Arsene Wenger, o lendário treinador do Arsenal, afirma que o 4-4-2 em duas linhas é o esquema mais racional e fácil porque tem 60% dos jogadores ocupando 60% do campo.

O desenho nasceu na Inglaterra, na década de 1960, e logo virou febre. Nunca mais saiu da moda, como prova a vitória histórica da Ponte Preta hoje.

Nos primeiros 30 minutos, quem dominou foi o São Paulo, no 4-2-3-1 que Muricy vem adotando, com muitas aproximações, toques curtos para explorar a visão de Ganso e Paulo Miranda mais preso como lateral-base.

Muitas vezes era possível ver Denílson na saga, fazendo a “saída de 3″, movimento cada vez mais comum que Scolari adotou com Luiz Gustavo na seleção. E assim o São Paulo chegou ao gol, espetando os pontas, marcando no campo adversário e com Maicon auxiliando Ganso na criação.

Mas o tricolor cansou e permitiu a Ponte explorar as laterais. No 4-4-2, a criação de jogadas se dá nas diagonais dos wingers, como Rildo fez no gol de empate, no fim do primeiro tempo.

Muricy viu e agiu certo. Isso mesmo: a entrada de Wellington no lugar de Evangelista não foi retranca, foi uma estratégia para ganhar o meio-campo: ao redesenhar o São Paulo num losango, no encaixe individual de marcação Maicon ficaria livre, e poderia avançar no ataque.

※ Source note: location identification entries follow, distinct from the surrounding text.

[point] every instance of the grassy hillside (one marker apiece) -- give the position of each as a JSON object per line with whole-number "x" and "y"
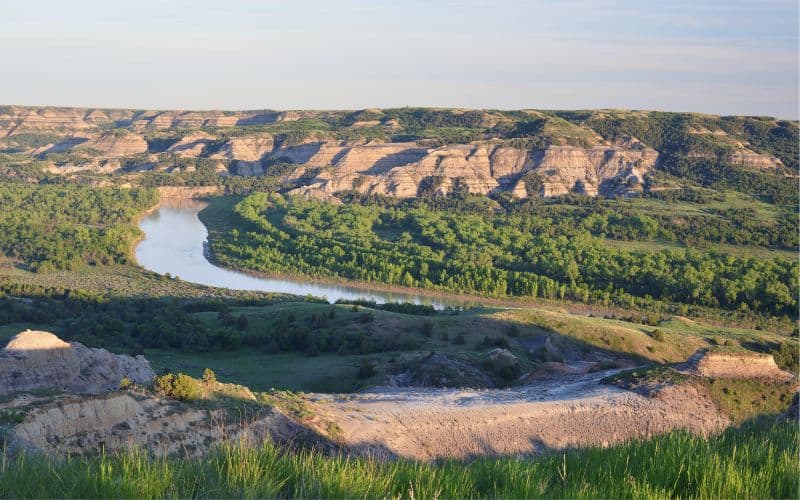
{"x": 756, "y": 461}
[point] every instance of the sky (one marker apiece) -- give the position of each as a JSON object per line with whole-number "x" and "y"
{"x": 721, "y": 57}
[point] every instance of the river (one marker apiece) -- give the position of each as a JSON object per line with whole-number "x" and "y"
{"x": 175, "y": 241}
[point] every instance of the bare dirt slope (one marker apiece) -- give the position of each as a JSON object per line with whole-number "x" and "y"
{"x": 574, "y": 411}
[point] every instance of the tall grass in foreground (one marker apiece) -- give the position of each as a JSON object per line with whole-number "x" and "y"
{"x": 756, "y": 461}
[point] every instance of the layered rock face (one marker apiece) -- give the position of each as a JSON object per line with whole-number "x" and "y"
{"x": 34, "y": 359}
{"x": 115, "y": 422}
{"x": 402, "y": 170}
{"x": 117, "y": 144}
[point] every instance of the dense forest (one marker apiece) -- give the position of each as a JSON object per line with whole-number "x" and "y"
{"x": 68, "y": 226}
{"x": 498, "y": 254}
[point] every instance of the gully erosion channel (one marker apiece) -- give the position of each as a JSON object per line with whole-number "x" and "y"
{"x": 175, "y": 242}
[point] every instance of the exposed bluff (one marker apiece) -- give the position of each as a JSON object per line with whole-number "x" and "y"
{"x": 404, "y": 169}
{"x": 34, "y": 359}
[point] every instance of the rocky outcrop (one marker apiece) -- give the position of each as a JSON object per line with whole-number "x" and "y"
{"x": 178, "y": 192}
{"x": 599, "y": 170}
{"x": 405, "y": 169}
{"x": 116, "y": 144}
{"x": 22, "y": 119}
{"x": 724, "y": 364}
{"x": 192, "y": 145}
{"x": 749, "y": 158}
{"x": 35, "y": 359}
{"x": 249, "y": 148}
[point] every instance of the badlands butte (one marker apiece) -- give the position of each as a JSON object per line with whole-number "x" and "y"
{"x": 402, "y": 152}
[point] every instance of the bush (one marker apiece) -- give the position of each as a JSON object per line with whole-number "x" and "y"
{"x": 181, "y": 387}
{"x": 366, "y": 369}
{"x": 787, "y": 356}
{"x": 209, "y": 377}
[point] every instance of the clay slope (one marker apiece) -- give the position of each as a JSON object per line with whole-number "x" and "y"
{"x": 574, "y": 411}
{"x": 730, "y": 364}
{"x": 125, "y": 420}
{"x": 34, "y": 360}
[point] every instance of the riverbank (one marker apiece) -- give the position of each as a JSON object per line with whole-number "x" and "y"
{"x": 213, "y": 213}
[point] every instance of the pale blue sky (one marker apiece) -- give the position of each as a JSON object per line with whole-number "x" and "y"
{"x": 727, "y": 57}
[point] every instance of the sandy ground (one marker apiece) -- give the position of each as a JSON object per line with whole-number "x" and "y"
{"x": 574, "y": 411}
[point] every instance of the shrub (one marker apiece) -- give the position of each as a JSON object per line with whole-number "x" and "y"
{"x": 181, "y": 387}
{"x": 495, "y": 342}
{"x": 787, "y": 356}
{"x": 366, "y": 369}
{"x": 209, "y": 377}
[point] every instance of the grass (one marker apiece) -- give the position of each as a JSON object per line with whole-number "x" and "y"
{"x": 740, "y": 399}
{"x": 122, "y": 281}
{"x": 260, "y": 371}
{"x": 758, "y": 460}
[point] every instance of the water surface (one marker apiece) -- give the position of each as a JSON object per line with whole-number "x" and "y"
{"x": 175, "y": 243}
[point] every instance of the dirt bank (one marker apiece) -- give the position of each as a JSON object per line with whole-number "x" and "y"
{"x": 575, "y": 411}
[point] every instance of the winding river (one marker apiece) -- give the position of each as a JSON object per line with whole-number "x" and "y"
{"x": 175, "y": 241}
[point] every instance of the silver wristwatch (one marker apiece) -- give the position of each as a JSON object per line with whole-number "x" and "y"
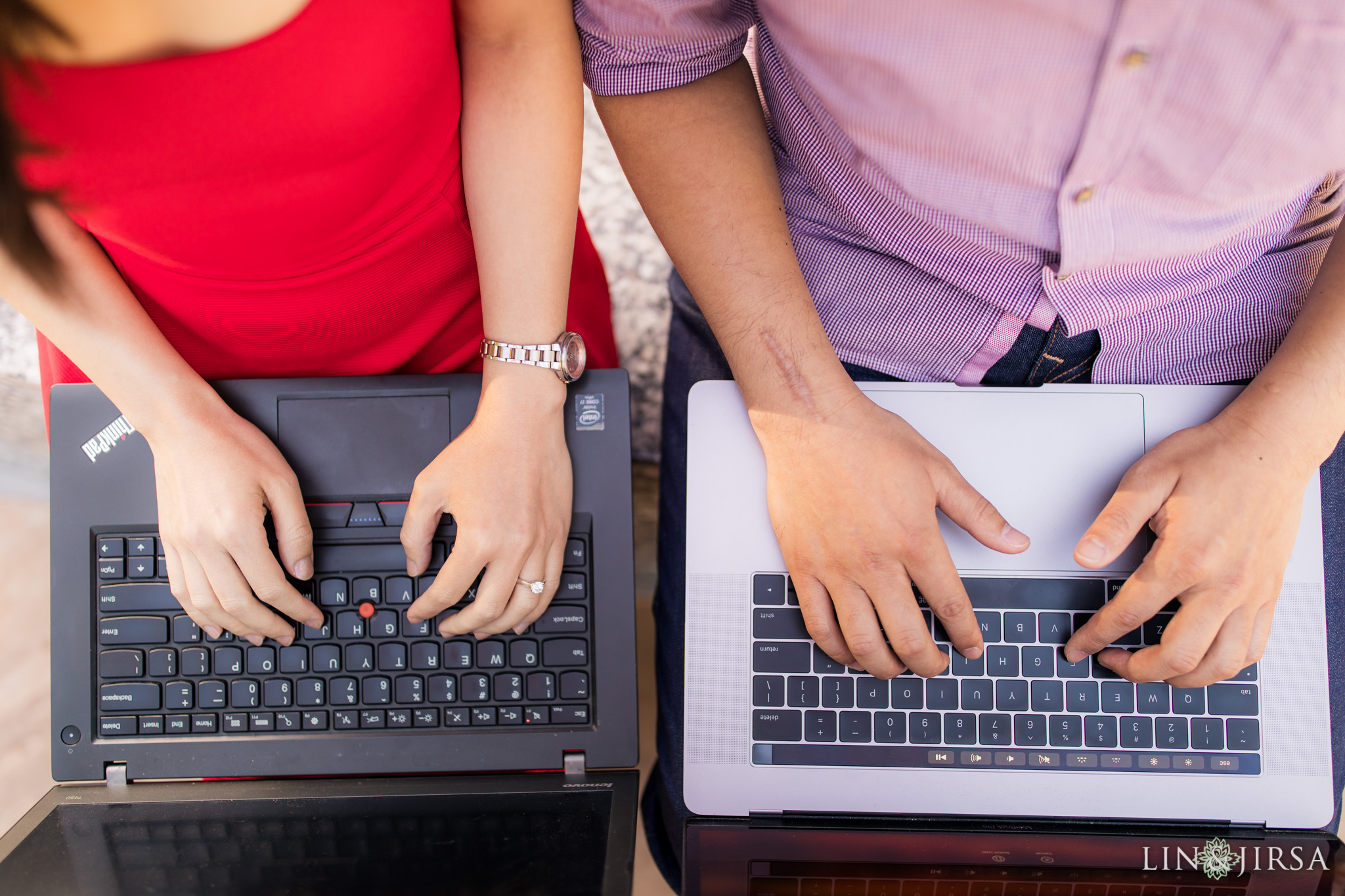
{"x": 567, "y": 355}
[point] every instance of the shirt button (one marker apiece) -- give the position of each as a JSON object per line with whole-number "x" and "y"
{"x": 1134, "y": 58}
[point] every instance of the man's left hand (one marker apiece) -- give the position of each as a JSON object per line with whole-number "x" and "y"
{"x": 1224, "y": 501}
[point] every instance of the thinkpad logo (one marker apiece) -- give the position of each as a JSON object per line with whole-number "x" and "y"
{"x": 108, "y": 438}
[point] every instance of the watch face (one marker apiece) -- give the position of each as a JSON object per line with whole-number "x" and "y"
{"x": 573, "y": 355}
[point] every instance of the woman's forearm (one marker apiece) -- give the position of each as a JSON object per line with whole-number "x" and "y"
{"x": 100, "y": 326}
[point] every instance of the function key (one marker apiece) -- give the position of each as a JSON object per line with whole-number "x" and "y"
{"x": 768, "y": 590}
{"x": 365, "y": 513}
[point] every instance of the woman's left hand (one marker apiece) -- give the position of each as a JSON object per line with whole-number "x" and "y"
{"x": 508, "y": 481}
{"x": 1224, "y": 500}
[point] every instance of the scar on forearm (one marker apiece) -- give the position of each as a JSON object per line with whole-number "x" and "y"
{"x": 790, "y": 371}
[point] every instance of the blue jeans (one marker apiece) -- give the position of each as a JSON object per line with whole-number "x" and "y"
{"x": 694, "y": 355}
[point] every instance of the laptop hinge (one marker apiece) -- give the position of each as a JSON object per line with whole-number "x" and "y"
{"x": 115, "y": 774}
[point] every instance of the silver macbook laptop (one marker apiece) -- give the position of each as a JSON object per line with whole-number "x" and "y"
{"x": 772, "y": 725}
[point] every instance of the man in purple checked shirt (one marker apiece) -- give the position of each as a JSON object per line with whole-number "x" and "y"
{"x": 998, "y": 192}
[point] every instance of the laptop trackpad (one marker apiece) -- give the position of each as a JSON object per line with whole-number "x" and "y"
{"x": 1048, "y": 461}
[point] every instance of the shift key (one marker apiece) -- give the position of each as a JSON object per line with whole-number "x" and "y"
{"x": 133, "y": 630}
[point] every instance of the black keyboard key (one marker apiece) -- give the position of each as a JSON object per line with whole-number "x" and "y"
{"x": 131, "y": 696}
{"x": 767, "y": 656}
{"x": 1048, "y": 696}
{"x": 1234, "y": 700}
{"x": 889, "y": 727}
{"x": 477, "y": 688}
{"x": 989, "y": 621}
{"x": 261, "y": 661}
{"x": 426, "y": 654}
{"x": 1101, "y": 731}
{"x": 803, "y": 691}
{"x": 822, "y": 664}
{"x": 1002, "y": 661}
{"x": 114, "y": 630}
{"x": 571, "y": 715}
{"x": 1039, "y": 662}
{"x": 541, "y": 685}
{"x": 294, "y": 658}
{"x": 1021, "y": 628}
{"x": 343, "y": 692}
{"x": 768, "y": 590}
{"x": 229, "y": 661}
{"x": 401, "y": 590}
{"x": 1243, "y": 734}
{"x": 959, "y": 729}
{"x": 136, "y": 597}
{"x": 490, "y": 654}
{"x": 939, "y": 695}
{"x": 244, "y": 694}
{"x": 359, "y": 657}
{"x": 820, "y": 726}
{"x": 907, "y": 694}
{"x": 211, "y": 695}
{"x": 409, "y": 689}
{"x": 391, "y": 657}
{"x": 1156, "y": 626}
{"x": 443, "y": 689}
{"x": 1012, "y": 696}
{"x": 575, "y": 685}
{"x": 767, "y": 691}
{"x": 1137, "y": 733}
{"x": 334, "y": 593}
{"x": 458, "y": 654}
{"x": 779, "y": 622}
{"x": 178, "y": 695}
{"x": 121, "y": 664}
{"x": 926, "y": 729}
{"x": 277, "y": 692}
{"x": 1118, "y": 696}
{"x": 562, "y": 618}
{"x": 310, "y": 692}
{"x": 1153, "y": 698}
{"x": 838, "y": 692}
{"x": 376, "y": 689}
{"x": 1082, "y": 696}
{"x": 1034, "y": 594}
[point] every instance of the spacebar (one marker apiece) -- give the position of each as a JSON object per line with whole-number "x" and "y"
{"x": 357, "y": 558}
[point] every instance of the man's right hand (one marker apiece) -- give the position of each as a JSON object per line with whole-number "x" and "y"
{"x": 853, "y": 501}
{"x": 217, "y": 477}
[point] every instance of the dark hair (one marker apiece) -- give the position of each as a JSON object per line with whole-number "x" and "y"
{"x": 18, "y": 234}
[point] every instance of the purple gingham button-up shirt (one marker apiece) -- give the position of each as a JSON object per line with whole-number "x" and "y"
{"x": 1162, "y": 171}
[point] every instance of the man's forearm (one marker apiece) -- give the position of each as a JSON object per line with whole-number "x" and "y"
{"x": 699, "y": 160}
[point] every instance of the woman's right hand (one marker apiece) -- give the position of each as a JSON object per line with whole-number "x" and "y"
{"x": 217, "y": 477}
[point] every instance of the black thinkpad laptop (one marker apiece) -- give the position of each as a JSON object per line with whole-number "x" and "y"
{"x": 143, "y": 699}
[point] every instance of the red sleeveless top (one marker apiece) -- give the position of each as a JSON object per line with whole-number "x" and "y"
{"x": 288, "y": 207}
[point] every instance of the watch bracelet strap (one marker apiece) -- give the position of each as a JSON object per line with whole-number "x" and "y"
{"x": 548, "y": 356}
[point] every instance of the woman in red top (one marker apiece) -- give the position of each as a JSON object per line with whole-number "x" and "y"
{"x": 233, "y": 188}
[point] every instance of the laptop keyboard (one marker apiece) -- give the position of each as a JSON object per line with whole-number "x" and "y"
{"x": 1020, "y": 706}
{"x": 366, "y": 670}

Só não deu certo porque a Ponte voltou mais encolhida e intensa no contragolpe. Quando Elias recebia, Bastos, Rildo e Leonardo avançavam e ofereciam opções de passe. Tudo com tanta velocidade que confundia a marcação do São Paulo.

Depois do segundo gol, o São Paulo teve que se mandar ao ataque. Foi organizado, mas individualmente pecou: chuva, cansaço, dificuldade de passar as linhas…tudo pesou.

Empilhar atacantes também não resolveu, e a Ponte chegou ao terceiro gol e a uma vitória histórica na noite em que Ceni também faz história igualando o recorde de Pelé.

A receita é antiga: 2 linhas compactas, na intermediária, e transição rápida. Lembrou do Bayern contra o Barcelona? Hoje foi São Paulo e Ponte Preta, mas poderia ser o futebol inglês da década de 1980.

Foi com essa tática manjada e que até hoje é difícil de superar que a Ponte fez história contra Vélez e São Paulo e provou que sim, também dá para acreditar.